The emitter/MCPCB sits on a 35mm x 35mm threaded copper core that is flush with the top end of the tube/head, so the adapter allows for easy focus of the emitter to make it easy to try different emitters of varying types. The mid section that resembles a Courui D01 head, that’s the adapter section.

After that picture was taken I cut a bevel on the bezel that intersects the belt on the reflector and makes for better lines.

I’m not sure if your after a commercially built light or otherwise TK. As well as Dales this years OL comp light I’m building which you have commented on and last years OL comp light are both like what you describe.

Ah, that makes sense. I thought it looked like the reflector was exposed but I wasn’t quite sure.

The contest entry was something I was also wondering about, because I wasn’t sure which parts were finished and which parts still had more steps planned.

In any case, you both thought of it before I did, and it looks like it works well. :slight_smile:

I guess there are no technical difficulties to anodize the outer side of a reflector w/out harming the inner one?

There would be issues if anodizing, yes. Many of us that build a light with a lathe do not anodize at all. Built my first one 2 years ago and polished it, still the same today.

Update on DBC-05… I jumped on the early bird special and got 2 of the new Samsung 30T 21700 cells that HKJ tested as awesome. And Awesome they are! I now see 48.8A at start and 21,631 lumens out the front! At 30 seconds it’s down to 41.9A and 15,800 lumens. I stopped at 30 seconds because the wires (12ga Turnigy with gold plated banana plugs) were too hot to hold! And the big TeCu head, also blistering hot in a mere 30 seconds! Yowza!
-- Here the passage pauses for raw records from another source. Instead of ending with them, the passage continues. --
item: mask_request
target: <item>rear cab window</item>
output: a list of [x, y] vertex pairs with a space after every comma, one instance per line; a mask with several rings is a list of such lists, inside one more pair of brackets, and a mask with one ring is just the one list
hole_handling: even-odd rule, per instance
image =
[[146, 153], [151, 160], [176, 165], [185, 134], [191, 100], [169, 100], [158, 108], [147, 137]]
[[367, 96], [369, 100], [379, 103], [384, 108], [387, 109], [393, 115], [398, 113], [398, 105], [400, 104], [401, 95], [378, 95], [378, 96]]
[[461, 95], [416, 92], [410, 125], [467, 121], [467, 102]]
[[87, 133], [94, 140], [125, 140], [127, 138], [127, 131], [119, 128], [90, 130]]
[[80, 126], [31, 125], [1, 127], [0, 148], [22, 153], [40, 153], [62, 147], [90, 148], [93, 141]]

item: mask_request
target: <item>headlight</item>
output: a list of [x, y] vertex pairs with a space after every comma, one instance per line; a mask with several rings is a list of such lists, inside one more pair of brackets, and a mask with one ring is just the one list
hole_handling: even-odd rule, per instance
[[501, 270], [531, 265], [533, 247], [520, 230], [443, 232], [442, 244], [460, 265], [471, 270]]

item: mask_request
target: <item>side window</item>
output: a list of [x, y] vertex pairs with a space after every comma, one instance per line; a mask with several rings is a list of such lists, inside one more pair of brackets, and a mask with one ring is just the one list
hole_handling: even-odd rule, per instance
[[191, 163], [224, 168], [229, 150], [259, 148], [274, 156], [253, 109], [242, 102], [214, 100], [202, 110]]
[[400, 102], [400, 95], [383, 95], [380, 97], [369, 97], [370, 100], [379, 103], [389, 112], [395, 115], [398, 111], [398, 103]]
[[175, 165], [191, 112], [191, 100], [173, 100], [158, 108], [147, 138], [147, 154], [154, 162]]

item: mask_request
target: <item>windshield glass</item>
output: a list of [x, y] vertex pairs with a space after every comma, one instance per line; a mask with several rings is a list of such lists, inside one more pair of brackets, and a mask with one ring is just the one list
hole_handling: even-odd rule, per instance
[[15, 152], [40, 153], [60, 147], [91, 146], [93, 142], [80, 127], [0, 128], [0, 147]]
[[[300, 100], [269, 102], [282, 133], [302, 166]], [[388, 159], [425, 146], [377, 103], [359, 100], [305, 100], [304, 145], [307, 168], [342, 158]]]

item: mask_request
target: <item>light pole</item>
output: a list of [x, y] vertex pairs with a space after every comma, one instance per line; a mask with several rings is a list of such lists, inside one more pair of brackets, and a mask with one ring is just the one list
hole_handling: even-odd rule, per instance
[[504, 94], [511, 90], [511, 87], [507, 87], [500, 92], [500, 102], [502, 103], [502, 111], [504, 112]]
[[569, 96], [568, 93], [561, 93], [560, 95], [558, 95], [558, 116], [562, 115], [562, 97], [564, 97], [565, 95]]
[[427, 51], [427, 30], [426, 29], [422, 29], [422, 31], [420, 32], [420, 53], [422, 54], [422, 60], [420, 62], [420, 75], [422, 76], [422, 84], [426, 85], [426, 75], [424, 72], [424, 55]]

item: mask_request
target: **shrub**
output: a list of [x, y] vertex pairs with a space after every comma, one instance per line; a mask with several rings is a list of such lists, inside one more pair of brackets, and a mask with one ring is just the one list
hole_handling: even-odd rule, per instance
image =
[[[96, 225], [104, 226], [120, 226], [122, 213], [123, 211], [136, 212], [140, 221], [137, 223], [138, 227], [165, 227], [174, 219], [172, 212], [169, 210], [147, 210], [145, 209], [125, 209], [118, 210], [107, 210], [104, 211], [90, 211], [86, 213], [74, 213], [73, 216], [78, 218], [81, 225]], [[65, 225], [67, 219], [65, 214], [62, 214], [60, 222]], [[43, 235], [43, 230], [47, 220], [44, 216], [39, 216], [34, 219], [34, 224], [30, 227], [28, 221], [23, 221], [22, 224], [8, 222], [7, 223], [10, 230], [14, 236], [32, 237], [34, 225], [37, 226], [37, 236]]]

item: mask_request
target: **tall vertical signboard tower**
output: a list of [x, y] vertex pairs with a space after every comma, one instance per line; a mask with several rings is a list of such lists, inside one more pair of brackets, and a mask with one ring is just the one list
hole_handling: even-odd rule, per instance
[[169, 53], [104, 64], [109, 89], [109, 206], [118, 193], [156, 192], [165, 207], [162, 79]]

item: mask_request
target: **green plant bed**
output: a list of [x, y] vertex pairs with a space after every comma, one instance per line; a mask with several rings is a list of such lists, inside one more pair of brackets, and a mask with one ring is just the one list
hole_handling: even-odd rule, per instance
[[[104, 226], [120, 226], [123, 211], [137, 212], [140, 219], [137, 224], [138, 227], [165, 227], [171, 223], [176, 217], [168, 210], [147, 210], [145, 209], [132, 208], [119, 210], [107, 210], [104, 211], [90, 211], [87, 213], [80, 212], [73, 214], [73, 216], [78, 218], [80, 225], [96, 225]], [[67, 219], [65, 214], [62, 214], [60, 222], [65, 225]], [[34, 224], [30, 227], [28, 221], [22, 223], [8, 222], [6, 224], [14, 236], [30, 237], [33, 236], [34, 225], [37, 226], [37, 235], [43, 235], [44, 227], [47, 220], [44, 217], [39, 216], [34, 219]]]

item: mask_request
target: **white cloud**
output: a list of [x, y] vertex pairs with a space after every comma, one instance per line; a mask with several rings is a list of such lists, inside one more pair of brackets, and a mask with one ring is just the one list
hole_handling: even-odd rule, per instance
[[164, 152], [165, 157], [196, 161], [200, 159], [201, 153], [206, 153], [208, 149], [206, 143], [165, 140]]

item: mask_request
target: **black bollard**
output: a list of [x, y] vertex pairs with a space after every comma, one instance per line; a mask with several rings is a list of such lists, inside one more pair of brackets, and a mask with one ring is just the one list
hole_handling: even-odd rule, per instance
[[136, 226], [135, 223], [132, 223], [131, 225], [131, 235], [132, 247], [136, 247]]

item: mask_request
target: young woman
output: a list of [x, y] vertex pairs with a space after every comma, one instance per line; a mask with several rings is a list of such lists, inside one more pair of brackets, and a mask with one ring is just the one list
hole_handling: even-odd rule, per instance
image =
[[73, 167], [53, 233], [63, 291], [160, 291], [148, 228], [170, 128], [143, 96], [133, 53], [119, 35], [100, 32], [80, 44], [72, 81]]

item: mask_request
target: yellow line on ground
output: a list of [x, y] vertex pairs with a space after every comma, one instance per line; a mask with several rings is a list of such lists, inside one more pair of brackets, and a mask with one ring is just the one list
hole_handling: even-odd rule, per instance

This blows my mind, the amp draw is just ridiculously high but even though the 30T is only a 3000mAh cell the drop isn’t nearly as quick or as steep as I thought it’d be. Video here shows it on the lightbox, as filmed by Daniel. :wink: For those that want to watch the lumens my lightbox has a 0.345 multiplier to get actual lumens. The meter is in x100 mode so what you see on the meter gets two more zero’s on the end. :wink:

Before you get too excited about these cells, they were $18 each at IMRBatteries.com and no USPS shipping, I chose the cheapest which was FedEx and it was almost $12 extra making it way too close to $50 for 2 cells! Yeah, I’m insane. But 21,631 lumens in a light I built from scratch! :smiley: Crazy stuff, Maynard!